Little wonder, then, that the must-have capability is now a weapon that can disable your opponent’s satellite. Kill the satellites, says modern military theory, and the Russian Spetsnaz, the US warship or the British tank company is suddenly blundering around blindly, like its Second World War predecessors, reliant on paper maps, compasses and the stars.

During the past decade, the arms race in space has accelerated for an obvious reason. We are no longer in the “unipolar” world once celebrated by American neo-cons, with the US the unchallenged superpower. China has poured vast resources into its navy, which now outnumbers that of the US in terms of fighting ships and submarines. Russia has modernised all three traditional dimensions of warfare, and become dominant and aggressive in the use of a fourth – cyberwar. Conventional warfare between “peers” – ie, big, nuclear armed states – is unfortunately now thinkable.

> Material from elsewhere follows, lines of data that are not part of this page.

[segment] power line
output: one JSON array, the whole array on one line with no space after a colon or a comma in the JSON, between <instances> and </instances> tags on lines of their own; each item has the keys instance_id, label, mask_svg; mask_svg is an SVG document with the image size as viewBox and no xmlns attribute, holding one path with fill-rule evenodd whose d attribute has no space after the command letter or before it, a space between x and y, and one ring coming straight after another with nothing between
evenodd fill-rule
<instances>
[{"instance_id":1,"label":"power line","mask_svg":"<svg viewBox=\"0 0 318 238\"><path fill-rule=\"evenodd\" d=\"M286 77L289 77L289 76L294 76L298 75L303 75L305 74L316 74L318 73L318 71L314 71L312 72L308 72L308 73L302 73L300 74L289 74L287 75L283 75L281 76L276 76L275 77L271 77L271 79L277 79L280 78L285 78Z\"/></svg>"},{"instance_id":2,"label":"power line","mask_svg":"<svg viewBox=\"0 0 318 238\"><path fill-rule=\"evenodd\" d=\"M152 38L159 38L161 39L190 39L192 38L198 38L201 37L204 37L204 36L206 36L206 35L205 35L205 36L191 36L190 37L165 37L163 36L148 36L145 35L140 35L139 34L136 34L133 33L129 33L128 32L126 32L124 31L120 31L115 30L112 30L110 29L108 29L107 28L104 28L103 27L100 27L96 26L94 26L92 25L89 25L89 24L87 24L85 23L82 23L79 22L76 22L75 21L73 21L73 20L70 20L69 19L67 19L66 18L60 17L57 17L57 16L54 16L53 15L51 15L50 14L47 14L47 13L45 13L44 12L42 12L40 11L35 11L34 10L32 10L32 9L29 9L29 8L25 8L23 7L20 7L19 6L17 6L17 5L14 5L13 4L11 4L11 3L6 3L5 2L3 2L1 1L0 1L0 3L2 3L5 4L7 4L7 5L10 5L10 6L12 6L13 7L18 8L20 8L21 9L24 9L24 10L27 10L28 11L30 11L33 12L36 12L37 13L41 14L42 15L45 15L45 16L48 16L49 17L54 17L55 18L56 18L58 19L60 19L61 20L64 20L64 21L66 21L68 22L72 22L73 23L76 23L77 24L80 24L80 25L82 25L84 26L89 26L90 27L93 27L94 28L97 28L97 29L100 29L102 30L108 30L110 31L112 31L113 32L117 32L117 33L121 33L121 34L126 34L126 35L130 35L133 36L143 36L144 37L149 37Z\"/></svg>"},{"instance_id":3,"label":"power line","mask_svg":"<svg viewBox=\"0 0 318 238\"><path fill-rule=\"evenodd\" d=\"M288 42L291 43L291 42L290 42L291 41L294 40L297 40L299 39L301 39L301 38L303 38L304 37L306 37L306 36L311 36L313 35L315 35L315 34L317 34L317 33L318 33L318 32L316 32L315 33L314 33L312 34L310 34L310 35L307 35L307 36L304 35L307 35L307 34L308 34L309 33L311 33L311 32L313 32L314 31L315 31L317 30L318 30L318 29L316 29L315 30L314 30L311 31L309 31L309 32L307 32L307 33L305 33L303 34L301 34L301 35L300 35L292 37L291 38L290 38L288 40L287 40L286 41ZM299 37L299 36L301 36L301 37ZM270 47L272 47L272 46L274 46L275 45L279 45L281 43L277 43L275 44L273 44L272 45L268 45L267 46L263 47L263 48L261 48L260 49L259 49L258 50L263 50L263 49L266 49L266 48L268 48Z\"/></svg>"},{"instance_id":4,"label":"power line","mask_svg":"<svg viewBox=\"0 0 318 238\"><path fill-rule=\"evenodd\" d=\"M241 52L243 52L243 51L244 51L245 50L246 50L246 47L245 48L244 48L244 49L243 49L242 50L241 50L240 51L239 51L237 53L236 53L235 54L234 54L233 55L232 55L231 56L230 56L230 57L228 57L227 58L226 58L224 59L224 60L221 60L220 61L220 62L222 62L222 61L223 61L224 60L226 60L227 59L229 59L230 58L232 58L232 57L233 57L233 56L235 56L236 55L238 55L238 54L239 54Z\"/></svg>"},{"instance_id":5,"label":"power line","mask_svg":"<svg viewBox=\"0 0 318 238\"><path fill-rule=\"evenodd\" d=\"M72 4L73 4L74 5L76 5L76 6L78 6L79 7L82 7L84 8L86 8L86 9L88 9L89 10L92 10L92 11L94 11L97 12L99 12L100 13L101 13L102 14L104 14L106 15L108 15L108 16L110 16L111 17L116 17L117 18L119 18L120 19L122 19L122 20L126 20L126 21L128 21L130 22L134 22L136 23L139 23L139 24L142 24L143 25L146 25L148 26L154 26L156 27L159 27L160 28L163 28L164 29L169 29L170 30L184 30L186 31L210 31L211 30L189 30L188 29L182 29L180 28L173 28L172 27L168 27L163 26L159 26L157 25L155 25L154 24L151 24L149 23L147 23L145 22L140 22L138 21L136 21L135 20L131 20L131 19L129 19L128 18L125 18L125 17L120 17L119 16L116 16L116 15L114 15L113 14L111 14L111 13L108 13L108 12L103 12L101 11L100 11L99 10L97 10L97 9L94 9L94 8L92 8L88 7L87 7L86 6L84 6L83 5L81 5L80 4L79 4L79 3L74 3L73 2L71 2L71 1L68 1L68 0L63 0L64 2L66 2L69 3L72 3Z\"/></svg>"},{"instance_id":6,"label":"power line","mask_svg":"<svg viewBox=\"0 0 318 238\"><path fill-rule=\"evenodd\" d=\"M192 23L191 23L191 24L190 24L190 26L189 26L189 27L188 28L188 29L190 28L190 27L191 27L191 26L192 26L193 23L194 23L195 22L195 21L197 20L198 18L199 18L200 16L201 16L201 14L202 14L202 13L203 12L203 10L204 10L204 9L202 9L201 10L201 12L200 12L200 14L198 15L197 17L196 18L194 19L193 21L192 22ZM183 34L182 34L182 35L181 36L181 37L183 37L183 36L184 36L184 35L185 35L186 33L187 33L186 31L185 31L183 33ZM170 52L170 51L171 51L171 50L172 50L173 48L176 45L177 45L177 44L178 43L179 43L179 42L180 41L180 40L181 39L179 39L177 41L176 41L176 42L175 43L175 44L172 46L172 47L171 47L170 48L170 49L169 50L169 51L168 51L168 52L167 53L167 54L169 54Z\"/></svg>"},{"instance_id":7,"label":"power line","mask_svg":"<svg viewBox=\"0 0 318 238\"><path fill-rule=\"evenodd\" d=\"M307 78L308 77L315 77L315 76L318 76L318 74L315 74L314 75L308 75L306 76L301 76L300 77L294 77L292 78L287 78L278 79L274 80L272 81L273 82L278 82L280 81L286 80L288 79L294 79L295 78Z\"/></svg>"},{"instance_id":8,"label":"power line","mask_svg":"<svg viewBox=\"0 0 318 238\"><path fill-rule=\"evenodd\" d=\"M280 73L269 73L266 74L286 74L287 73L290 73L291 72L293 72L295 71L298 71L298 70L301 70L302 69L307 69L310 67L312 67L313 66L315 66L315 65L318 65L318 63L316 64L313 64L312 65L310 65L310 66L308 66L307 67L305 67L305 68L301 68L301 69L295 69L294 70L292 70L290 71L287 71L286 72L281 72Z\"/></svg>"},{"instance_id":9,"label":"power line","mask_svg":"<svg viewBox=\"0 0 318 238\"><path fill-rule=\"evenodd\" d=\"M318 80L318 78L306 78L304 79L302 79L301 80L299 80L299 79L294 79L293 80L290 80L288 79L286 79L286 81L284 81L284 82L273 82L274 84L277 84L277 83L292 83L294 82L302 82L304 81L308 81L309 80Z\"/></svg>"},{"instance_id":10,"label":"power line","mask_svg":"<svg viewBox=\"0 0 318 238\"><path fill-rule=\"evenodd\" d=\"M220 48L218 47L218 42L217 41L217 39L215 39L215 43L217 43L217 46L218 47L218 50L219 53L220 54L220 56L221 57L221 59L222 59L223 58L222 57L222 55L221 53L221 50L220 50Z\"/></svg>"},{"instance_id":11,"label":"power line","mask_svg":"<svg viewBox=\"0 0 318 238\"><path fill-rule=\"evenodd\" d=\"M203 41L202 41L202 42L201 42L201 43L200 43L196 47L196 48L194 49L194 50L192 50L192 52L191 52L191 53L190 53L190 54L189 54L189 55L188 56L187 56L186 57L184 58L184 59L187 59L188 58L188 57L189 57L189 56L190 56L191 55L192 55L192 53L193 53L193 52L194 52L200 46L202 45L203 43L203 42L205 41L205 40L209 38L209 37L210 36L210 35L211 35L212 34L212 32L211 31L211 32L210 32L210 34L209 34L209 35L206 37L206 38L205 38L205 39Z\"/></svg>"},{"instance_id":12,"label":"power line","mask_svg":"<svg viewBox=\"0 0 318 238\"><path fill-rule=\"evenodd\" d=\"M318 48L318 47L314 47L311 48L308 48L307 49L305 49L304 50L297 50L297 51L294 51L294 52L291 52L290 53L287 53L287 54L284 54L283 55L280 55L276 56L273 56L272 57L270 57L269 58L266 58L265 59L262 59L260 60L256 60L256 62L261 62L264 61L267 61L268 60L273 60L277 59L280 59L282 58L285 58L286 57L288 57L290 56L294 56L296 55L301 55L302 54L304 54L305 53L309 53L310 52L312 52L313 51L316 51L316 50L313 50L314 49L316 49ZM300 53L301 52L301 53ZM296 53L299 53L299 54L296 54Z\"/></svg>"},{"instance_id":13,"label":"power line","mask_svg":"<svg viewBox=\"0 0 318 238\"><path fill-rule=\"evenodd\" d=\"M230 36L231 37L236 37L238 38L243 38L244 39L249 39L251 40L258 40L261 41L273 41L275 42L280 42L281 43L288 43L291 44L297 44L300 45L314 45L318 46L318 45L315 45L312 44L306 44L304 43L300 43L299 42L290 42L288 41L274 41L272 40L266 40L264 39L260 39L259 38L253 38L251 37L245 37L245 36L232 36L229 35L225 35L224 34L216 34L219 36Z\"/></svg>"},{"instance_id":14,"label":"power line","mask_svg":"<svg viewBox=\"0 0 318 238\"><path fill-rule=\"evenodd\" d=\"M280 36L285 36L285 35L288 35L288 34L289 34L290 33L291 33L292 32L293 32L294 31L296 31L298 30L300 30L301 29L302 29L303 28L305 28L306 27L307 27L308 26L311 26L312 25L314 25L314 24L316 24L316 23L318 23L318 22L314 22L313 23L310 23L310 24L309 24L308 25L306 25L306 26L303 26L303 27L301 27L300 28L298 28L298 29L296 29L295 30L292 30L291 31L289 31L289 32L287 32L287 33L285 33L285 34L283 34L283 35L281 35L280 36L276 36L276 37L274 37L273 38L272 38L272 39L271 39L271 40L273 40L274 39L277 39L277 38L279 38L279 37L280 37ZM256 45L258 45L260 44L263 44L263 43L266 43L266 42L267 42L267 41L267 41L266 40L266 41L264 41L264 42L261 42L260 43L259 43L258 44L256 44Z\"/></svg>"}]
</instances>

Defence planners have thus begun to see space less as an “enabler” of terrestrial armed forces and more as a domain of warfare in its own right. In 2019 Donald Trump re-tasked the Air Force Space Command as the US Space Force, creating an entirely separate command structure for war in space. France followed suit, announcing its intent to form a space command and to develop “bodyguard satellites” to protect its military satellites. In 2019 India joined Russia, China and the US in the elite club of nations demonstrating the capability to vapourise a satellite with a missile.